2017年03月22日(水) 天気:晴
これこそ,ザ・クラカメなのか? どうしてMercuryが選ばれた?
いわゆる「100円ショップ」では,さまざまなアイテムが販売されている。文房具や日用品のほか,食品など日常的に実用するものが多い。カメラ・写真趣味者としては,単3型乾電池やボタン電池などを購入するために,「100円ショップ」を利用する人も多いだろう。カメラ・写真用品としては電池のほかに,アルバムや三脚,レンズも扱われている。かつては,フィルムも売られていたし,D.P.E.(フィルムの現像および写真のプリント)の受け付けもおこなわれていた。カメラそのものが販売されていたこともある(2009年1月31日の日記を参照)が,その姿はすぐに店頭から消えた。
今日,ひさしぶりに「100円ショップ」の店内で,「カメラ」の姿を見かけた。
「カメラ」と言っても,カメラそのものではなく,写真用品の類でもない。
カメラの形をした,マグネットである。要はカタチだけなのだが,このスタイルがおもしろい。

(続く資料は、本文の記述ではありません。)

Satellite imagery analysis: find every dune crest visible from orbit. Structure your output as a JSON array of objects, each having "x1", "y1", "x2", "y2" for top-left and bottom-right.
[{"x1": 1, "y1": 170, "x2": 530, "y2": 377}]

この形のカメラは,最近のディジタルカメラではない。もっと,古いものだ。このマグネットそのものも,古びて見えるようにつくられている。店頭でこのマグネットのそばには,古い電話機の形をしたマグネットや古いオートバイの形をしたマグネットなども並べられていた。これらはすべて,言うなれば「アンティーク風の小物」である。だから,カメラの形をしたマグネットも,最近のカメラをモデルにするわけにはいかない。古そうなカメラ,「クラシックカメラ」などとよばれるようなカメラを,モデルにしなければならない。
このカメラのモデルになったものは明らかに,Universal CameraのUnivex Mercury IIである。
カメラの上部に,大きく半円形のものが広がっている。ここには円盤状のシャッターがおさめられており,この形態こそがMercuryの最大の特徴である。そして,カメラに向かって右側に大きなノブがついているのは,一般的な135フィルム(いまでも主流といえるパトローネ入り35mmフィルム)に対応して,巻き戻し機能が必要になったMercury IIの特徴である。Mercury Iは専用のマガジン(フィルムを収納するケース)を使うようになっており,巻き戻し機能がなかったのだ。そのほかこのマグネットは,カメラ上面に2つのアクセサリシューがあることやカメラ正面のつまみ類など,Mercury IIの形態をよくとらえている。
この商品(マグネット)を企画した担当者は,なぜMercury IIをモデルにしたのだろうか?
「古そうに見えるカメラ」で,「ほかにはない特徴的なカメラ」を選んだ結果ではないだろうか。
どれくらい古いカメラであれば,「クラシックカメラ」あるいは「アンティークな商品」として認識されるのかはわからない。それでも,自分が生まれるよりも前につくられた製品ならば「古い」と感じる人が多いのではないだろうか。Mercury IIは1945年に発売されたようなので,ざっと70年前の製品である。日本は高齢化が進んでいると言っても,Mercury IIが発売されるよりも前に生まれた人は,まだ多数派ではない(*1)。多くの人にとってMercury IIは,アンティークな製品としてじゅうぶんな資格をそなえている。
「古い」だけならば,初期のLeicaやContaxにも,その資格はある。二眼レフカメラや蛇腹を使ったカメラなら,いかにも古そうなカメラである。だが,それらをモデルにした小物は,たぶんこれまでにもいろいろと企画され発売されてきたことだろう。ほかにはない独特の姿をしているからこそ,Mercury IIが選ばれたものと思いたい。
ほかでは見たことのない異様な姿,それでいて,知らなくてもそれが「カメラ」だとわかる。これこそまさに,クラシックカメラを代表するもの。ザ・クラシックカメラということになるのではないだろうか。いまこそ,Mercury IIを見直そうではないか。
ただ,Mercury IIは,いわゆる「ハーフサイズ」のカメラである(2005年10月4日の日記を参照)。いちどフィルムを装填すると,なかなか現像できないので注意が必要だ(笑)。